I failed it. And the instructor who graded me was not nice. At all.
It was a punch in the gut — one that I could’ve used as an excuse to put myself out of my driving misery. But instead, I scheduled another test (at a different location) as soon as possible. Someone gifted me a professional driving-test-taking-behind-the-wheel session where I learned all the tricks. And the next time, I passed.
I wish I could say that pushing through the fear to get my driver’s license was the ultimate triumph. But it wasn’t.
When I returned to the workforce and started driving more regularly, I had one accident after another. It felt like at least an annual occurrence. Each collision rocked my confidence, whether or not I was at fault. Each change in vehicles took away any comfort I’d grown to have in the driver’s seat. Every time there was an incident (even a flat tire), the time, money, and energy it took to work through it chipped away at any resilience I’d built up against my fear. And every time, it felt like I had to start all over.

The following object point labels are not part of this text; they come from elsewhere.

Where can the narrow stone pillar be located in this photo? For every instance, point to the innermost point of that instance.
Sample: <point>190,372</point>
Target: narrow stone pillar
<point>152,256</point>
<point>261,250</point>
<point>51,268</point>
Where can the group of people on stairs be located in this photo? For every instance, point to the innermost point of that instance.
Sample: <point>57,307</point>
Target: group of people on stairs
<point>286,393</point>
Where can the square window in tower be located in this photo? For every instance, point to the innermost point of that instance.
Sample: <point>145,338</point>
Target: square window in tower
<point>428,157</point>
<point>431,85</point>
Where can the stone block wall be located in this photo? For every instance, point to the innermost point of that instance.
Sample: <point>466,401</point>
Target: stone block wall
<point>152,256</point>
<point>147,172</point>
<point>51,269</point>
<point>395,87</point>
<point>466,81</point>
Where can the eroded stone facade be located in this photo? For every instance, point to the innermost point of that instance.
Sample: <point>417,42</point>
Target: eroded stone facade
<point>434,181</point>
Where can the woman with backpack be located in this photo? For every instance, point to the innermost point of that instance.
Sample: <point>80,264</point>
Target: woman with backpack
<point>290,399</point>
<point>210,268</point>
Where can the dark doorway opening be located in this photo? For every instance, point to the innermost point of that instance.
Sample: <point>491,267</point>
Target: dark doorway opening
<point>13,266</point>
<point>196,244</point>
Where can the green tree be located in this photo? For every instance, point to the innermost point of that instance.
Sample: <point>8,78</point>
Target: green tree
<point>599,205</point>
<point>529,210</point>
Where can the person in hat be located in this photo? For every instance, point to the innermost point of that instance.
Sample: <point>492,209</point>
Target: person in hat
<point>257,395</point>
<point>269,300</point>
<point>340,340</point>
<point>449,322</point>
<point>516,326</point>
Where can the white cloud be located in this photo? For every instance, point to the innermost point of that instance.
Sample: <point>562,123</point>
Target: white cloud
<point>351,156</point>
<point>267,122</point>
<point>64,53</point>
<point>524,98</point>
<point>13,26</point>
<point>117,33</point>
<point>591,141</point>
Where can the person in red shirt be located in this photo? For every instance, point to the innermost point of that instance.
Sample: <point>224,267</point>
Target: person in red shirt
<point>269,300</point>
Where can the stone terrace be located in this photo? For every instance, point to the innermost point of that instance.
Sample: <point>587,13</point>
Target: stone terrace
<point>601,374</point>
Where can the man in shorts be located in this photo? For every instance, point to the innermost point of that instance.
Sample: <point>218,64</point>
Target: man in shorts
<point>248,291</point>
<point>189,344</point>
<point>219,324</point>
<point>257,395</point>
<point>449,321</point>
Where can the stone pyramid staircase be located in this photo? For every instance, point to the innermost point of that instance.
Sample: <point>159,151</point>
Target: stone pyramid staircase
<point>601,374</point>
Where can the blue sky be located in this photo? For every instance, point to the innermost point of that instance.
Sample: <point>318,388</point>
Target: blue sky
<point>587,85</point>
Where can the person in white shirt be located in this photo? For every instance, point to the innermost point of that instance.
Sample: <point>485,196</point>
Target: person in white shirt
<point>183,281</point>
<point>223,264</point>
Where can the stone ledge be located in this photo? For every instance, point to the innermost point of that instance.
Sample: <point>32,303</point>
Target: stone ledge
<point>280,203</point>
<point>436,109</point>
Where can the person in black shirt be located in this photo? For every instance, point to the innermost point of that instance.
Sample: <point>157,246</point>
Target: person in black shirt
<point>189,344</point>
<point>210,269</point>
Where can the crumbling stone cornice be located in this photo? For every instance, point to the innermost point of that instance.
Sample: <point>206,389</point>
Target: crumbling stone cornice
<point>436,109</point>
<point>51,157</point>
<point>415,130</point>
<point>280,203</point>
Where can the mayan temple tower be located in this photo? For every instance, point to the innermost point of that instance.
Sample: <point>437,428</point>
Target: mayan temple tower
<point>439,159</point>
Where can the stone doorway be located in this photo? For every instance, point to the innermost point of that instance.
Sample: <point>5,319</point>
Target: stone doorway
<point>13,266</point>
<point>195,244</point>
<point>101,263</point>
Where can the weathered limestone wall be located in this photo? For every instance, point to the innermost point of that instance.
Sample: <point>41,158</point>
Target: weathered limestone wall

Looking back, I can feel just how embarrassed I was by my situation, by my anxiety. Before I got my license, I only told who I absolutely had to about my inability to drive. I rarely gave details about the situation if I didn’t feel they were necessary. I realize now that while part of the reason for that was shame, another part was not wanting to allow anyone to challenge me to work through it. I knew the whole situation would be intensely challenging to overcome and to be completely honest, I wasn’t sure I wanted to put in the work toward something I wasn’t sure was even possible. I’m not sure I knew that I could do it, and I didn’t want to fail.
But if moms are anything, we are so often stronger than we realize.
This lesson, decades in the making, has been priceless for me to learn… as a human, a partner, a friend, and a mother. And that’s not to say I’m over it, because I’m not. I’m filled with dread every single time I get in the wheel of a car. Thankfully, I’m (usually) able to push the fear aside enough to focus on the task at hand. So I can do it… Nevertheless, I still really, really hate driving!
Whether your fear is driving or something else entirely, know that more resources are available to you than ever. Talk to a friend, join a support group, find a therapist – in person or online. Figure out one small goal you can set right in front of you to block out what overwhelms you in the bigger picture or down the road. Then, take one small step—every day. You’ll be amazed how far you end up going.